Evolution of Laterite in Goa

Widdowson, Mike (2009). Evolution of Laterite in Goa. In: Mascarenhas, Antonio and Kalavampara, Glenn eds. Natural Resources of Goa: A Geological Perspective. India: Geological Society of Goa, pp. 35–68.


This work summarises the occurrence, distribution and evolution of laterite in Goa State, India. It places the development of Goan laterite within the context of the geomorphological and geological (i.e. morphotectonic) evolution of the western continental margin of India. The multiphase rift history that affected western India during the Mesozoic has placed important constraints upon this morphotectonic evolution, and also upon the associated erosional, depositional and deep weathering effects that have contributed to the long-term development of the continental margin.

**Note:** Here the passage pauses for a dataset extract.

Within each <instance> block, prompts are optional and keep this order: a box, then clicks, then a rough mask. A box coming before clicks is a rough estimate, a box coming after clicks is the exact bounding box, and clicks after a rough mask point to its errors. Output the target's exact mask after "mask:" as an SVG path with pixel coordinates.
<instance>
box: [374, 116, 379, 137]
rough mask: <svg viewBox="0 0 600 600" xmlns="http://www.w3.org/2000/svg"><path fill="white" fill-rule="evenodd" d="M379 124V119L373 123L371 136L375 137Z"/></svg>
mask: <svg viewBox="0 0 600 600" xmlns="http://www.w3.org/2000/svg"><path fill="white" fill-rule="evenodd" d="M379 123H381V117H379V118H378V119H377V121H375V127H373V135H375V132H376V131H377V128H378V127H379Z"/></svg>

The Konkan – Kanara coastal lowland region of western India evolved geomorphologically during Cenozoic times. It is bounded to the east by the immensely long (c. 1600 km) Western Ghats escarpment. From Trivandrum to Mumbai (c. 8° - 19°N) the coastal lowlands that precede the Ghats escarpment are remarkable for the occurrence of a shallowly dipping, discontinuous ramp or 'belt' of dissected laterite-capped 'table lands' which slope gently toward the coast. These table lands represent the remnants of a once extensive, semi-continuous laterite belt that originally extended along the length of western peninsular India. This widespread lateritization testifies to an important phase of tropical deep weathering that occurred during the Late Cenozoic when favourable climatic conditions reached an acme. The laterites of Goa State form an important component of this Late Cenozoic Konkan – Kanara laterite belt, and assist in providing a broader understanding of the syn- and post-Miocene evolution of the coastal regions of western India.